Please note that the CARES Act redefined qualified improvement property (QIP) as improvements placed in service in 2018 and after and is 15-year property, such cost is eligible for 100% bonus depreciation.

  • Excess Business Loss Limitation - Non-corporate taxpayers are now subject to a new limitation on the deductibility of business losses from pass-through entities (such as partnership, S-corporation and sole-proprietorship).  A taxpayer’s loss from trade or business in total is now limited to $500,000 for joint filers (or $250,000 for single filer) for the tax years 2018 through 2026.  Disallowed excess business losses will be treated as net operating loss and carried forward. Year-end tax planning is crucial for individuals with business(es) expect to generate loss for the year.
  • R&D Credit - R&D tax credit is not just for large technology, medical device or drug companies.  It also applies to manufacturers of all sizes.  If a company, in the manufacturing industry, recently introduced new or improved products or manufacturing lines, there may be a good chance that the company would be entitled to the benefit of R&D tax credit. Some of the R&D credit qualifying activities that relate to manufacturers include, but not limited to, designing and developing cost-effective and innovative operational processes; improving product performance and manufacturing processes; evaluating and determining the efficient flow of material; designing and evaluating process alternatives; developing process to meet regulatory requirements or to reduce labor costs; developing and implementing new or improved safety enhancements; increasing operating and economic efficiencies; designing tools, molds, certification testing, environmental testing and automated manufacturing processes and so on.

The benefit of the R&D tax credit could range from 14% to 20% of qualifying expenditures that could be used to offset the company’s tax liabilities.  In addition, many states have their own means of incentivizing in-state R&D activities.

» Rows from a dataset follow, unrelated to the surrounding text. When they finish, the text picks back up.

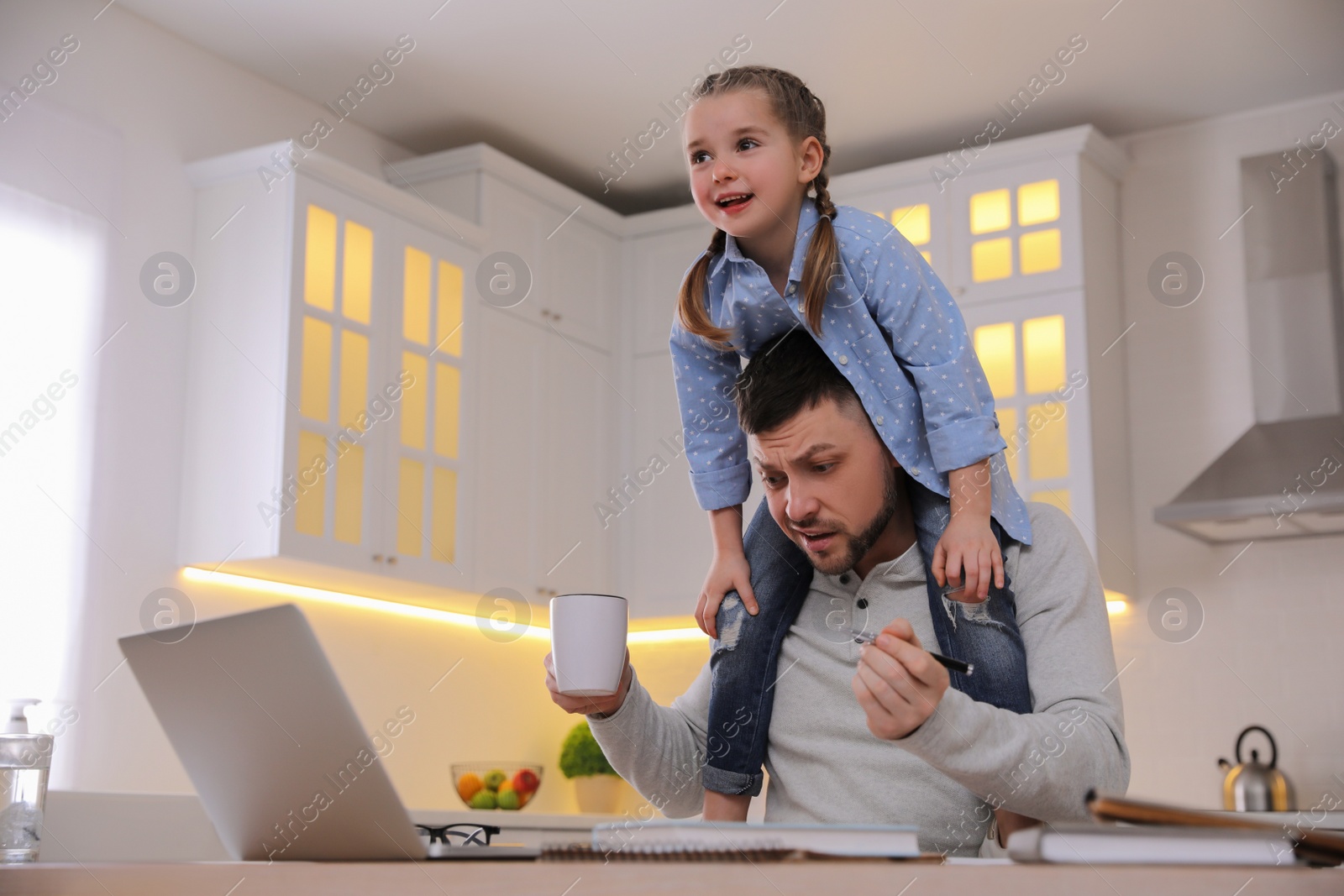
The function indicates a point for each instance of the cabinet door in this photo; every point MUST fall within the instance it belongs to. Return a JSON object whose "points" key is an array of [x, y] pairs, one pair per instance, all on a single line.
{"points": [[1015, 231], [573, 449], [423, 486], [333, 446], [1034, 356], [570, 264], [577, 280], [510, 369], [660, 261]]}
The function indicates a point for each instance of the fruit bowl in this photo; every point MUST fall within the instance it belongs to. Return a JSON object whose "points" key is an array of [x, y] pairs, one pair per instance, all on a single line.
{"points": [[496, 785]]}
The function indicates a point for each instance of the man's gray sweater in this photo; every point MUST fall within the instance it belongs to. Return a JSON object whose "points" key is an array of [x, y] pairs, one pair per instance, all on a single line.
{"points": [[824, 763]]}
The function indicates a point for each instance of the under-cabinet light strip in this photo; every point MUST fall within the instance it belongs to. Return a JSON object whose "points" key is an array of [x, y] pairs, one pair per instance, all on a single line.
{"points": [[360, 602]]}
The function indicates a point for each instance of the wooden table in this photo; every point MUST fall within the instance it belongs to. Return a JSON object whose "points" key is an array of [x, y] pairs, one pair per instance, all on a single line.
{"points": [[627, 879]]}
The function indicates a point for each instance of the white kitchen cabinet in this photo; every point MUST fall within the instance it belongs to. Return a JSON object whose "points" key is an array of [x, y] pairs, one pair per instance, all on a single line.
{"points": [[569, 244], [329, 398], [543, 456], [566, 470]]}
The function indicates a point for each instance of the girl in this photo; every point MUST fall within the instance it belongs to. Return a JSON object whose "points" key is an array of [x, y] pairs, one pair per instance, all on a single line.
{"points": [[781, 259]]}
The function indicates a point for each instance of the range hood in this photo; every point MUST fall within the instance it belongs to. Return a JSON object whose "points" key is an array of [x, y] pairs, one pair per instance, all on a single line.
{"points": [[1285, 476]]}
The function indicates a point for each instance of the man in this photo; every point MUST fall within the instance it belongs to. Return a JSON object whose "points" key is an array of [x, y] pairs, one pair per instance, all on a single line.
{"points": [[873, 734]]}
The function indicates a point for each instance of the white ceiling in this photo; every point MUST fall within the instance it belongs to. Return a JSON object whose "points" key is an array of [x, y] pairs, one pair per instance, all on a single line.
{"points": [[561, 83]]}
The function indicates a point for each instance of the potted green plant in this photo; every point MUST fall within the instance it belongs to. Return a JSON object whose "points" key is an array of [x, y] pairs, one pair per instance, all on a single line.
{"points": [[596, 783]]}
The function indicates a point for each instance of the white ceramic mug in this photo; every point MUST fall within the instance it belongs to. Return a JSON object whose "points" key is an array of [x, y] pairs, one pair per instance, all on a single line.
{"points": [[588, 642]]}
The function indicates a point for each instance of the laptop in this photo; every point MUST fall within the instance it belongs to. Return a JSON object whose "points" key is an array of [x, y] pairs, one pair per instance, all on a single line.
{"points": [[273, 746]]}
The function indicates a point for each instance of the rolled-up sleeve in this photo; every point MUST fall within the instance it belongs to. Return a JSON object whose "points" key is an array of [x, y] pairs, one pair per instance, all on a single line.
{"points": [[716, 445], [660, 750], [927, 335]]}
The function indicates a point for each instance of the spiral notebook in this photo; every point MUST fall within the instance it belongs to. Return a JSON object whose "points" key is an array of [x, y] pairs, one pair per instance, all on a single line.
{"points": [[669, 836]]}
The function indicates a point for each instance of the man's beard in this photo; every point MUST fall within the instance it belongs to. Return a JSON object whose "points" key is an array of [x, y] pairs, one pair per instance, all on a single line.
{"points": [[862, 543]]}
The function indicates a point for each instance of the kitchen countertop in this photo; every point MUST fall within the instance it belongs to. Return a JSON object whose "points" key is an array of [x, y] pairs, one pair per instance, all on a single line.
{"points": [[622, 879]]}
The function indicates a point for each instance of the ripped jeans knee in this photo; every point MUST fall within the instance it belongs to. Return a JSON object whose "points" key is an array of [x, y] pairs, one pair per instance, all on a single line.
{"points": [[729, 621]]}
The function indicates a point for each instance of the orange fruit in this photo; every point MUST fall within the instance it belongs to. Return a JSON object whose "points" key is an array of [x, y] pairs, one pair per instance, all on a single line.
{"points": [[468, 786]]}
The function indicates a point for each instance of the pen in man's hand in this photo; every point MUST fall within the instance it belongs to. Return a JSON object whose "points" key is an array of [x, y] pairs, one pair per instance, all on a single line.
{"points": [[956, 665]]}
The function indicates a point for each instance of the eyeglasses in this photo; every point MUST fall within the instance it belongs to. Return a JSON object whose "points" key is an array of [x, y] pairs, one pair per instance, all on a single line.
{"points": [[459, 835]]}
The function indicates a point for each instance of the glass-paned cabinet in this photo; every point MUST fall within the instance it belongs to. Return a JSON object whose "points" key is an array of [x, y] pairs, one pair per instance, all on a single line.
{"points": [[328, 403], [1008, 234]]}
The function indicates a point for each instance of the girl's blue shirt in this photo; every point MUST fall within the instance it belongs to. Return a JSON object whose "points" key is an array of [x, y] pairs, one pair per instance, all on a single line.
{"points": [[890, 327]]}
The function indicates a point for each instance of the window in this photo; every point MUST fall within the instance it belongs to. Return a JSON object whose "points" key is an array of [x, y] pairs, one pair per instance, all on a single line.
{"points": [[1038, 250], [1025, 365], [916, 224], [51, 280]]}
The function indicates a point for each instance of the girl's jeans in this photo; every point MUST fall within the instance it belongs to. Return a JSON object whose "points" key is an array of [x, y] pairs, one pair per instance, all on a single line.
{"points": [[745, 658]]}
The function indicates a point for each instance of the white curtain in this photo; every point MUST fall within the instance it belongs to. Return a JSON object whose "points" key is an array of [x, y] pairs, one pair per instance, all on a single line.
{"points": [[51, 293]]}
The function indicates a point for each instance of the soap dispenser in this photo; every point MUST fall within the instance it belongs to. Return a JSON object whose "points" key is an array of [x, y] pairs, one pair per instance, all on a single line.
{"points": [[24, 765]]}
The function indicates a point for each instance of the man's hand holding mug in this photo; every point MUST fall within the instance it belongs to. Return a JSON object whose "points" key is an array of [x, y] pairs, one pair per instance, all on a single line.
{"points": [[600, 707]]}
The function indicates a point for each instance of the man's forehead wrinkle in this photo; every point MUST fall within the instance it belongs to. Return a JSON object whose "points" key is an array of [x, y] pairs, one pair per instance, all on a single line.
{"points": [[812, 450]]}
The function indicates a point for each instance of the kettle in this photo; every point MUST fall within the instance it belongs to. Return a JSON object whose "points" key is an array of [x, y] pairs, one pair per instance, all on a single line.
{"points": [[1253, 786]]}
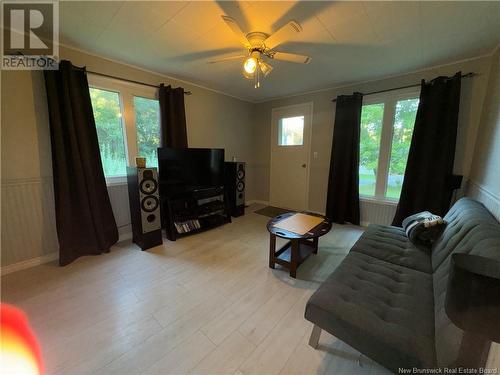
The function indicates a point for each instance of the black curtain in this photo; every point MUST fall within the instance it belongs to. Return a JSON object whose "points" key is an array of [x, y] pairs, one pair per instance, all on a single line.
{"points": [[84, 219], [429, 181], [172, 117], [342, 202]]}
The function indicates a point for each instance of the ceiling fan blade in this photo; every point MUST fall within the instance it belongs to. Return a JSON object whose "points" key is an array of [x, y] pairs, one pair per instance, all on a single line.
{"points": [[227, 58], [233, 25], [265, 68], [283, 34], [291, 57]]}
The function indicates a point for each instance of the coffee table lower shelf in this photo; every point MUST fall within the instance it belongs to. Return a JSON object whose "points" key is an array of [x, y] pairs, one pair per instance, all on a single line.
{"points": [[292, 254]]}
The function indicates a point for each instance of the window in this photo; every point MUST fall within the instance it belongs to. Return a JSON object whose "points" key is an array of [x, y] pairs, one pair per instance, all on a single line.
{"points": [[147, 122], [127, 122], [369, 148], [108, 120], [404, 119], [385, 138], [291, 131]]}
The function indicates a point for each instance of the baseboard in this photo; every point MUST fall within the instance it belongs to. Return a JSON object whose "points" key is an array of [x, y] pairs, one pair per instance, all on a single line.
{"points": [[33, 262], [29, 263]]}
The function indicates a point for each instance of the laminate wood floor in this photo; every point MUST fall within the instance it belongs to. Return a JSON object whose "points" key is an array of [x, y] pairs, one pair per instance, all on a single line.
{"points": [[206, 304]]}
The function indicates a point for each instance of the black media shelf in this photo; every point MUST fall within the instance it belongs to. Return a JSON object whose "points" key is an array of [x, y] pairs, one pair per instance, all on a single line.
{"points": [[194, 212]]}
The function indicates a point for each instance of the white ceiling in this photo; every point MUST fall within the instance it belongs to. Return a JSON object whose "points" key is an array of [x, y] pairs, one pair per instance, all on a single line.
{"points": [[348, 41]]}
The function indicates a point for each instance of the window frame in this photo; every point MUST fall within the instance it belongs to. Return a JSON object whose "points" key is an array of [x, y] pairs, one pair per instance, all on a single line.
{"points": [[126, 92], [389, 99]]}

  • Inventory Revaluation - A taxpayer that has established a book Lower of Cost or Market (LCM) reserve to reduce the cost of inventory to the net realizable value could possibly use the book LCM reserve to write down the cost of subnormal goods or normal goods to the net realizable value for tax purposes if the goods have been offered for sale below cost within the requisite time frame. Accordingly, a taxpayer with a book LCM reserve that is not deducting the LCM reserve for tax purposes might consider changing its tax method of accounting to use the book LCM reserve to write down inventory from cost to net realizable value.

For taxpayers in retail business, generally for tax purposes, a taxpayer that determines actual inventory shrinkage by taking a physical inventory may deduct the shortage. Section 471(b) allows a taxpayer to deduct estimated inventory shrinkage for tax purposes when the taxpayer does not take a physical inventory at year end. For certain retailers, Rev. Proc. 98-29 provides a safe harbor method of estimating inventory shrinkage. Taxpayers may use another method of accounting for estimating inventory shrinkage if it is reasonable and clearly reflects income.

We advise taxpayers to do a comprehensive year-end tax planning, considering all opportunities and updates, to assess their impact and develop tax planning strategies in advance.